Sebagai contoh,akibat kenakalan saya sewaktu masih muda,tubuh saya penuh dengan bekas bekas luka. Selain dari tangan saya,ada bekas luka sepanjang 15 centimeter dipaha saya. Tapi kini,saya bisa sambil ketawa ketawa memandang bekas luka tersebut dan mengingat betapa nakalnya saya sewaktu muda.
Beda Dengan Luka Batin
Tetapi ketika saya teringat ,akan sahabat baik saya ,yang telah memfitnah,sehingga saya dipermalukan ,ditangkap ditengah malam dan wajah saya ditayangkan di salah satu stasiun televisi,bahkan sempat 2 minggu dalam tahanan di Polda Surabaya,maka walaupun saya sudah memaafkannya,tapi sewaktu ingat hal ini,luka hati saya terasa perih dan berdarah kembali.Apakah karena kadar keiklasan saya dalam memaafkan,masih rendah,sungguh saya tidak tahu jawabannya.
Pengalaman pribadi tersebut,saya jadikan pelajaran ilmu hidup ,sebagai pedoman untuk berinteraksi dalam bermasyarakat.Sesungguhnya prinsip hidup itu tidak usah mencontoh pakar pakar dunia, yang membahas tentang bagaimana seharusnya menjalani kehidupan sosial kita.
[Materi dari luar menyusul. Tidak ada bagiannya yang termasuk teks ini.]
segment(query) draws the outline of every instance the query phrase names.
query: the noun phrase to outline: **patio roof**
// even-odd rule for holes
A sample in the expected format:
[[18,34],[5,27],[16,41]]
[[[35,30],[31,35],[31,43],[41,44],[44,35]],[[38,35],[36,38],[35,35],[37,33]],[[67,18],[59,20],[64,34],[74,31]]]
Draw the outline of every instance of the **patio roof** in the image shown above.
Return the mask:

Dengan falsafah hidup yang sangat sederhana, kita sudah dapat melangkah dengan mantap, meniti jalan hidup ,yakni ”kalau tidak bisa menyenangkan, janganlah melukai hati orang.”Dan pribahasa yang terkesan usang,tapi tetap relevan untuk dijadikan falsafah hidup adalah :"mencegah melukai. .jauh lebih baik ketimbang mengobati."
Pelajaran hidup semacam ini ,tidak akan ditemui dibangku universitas manapun di dunia ini.Karena hanya dapat kita petik dari berbagai pengalaman hidup.Baik pengalaman diri sendiri,maupun pengalaman orang lain. Karena belajar dibangku kuliah,akan menghadirkan ilmu pengetahuan,tapi belajar dari ilmu kehidupan,akan menghadirkan kearifan tentang makna kehidupan dalam diri kita.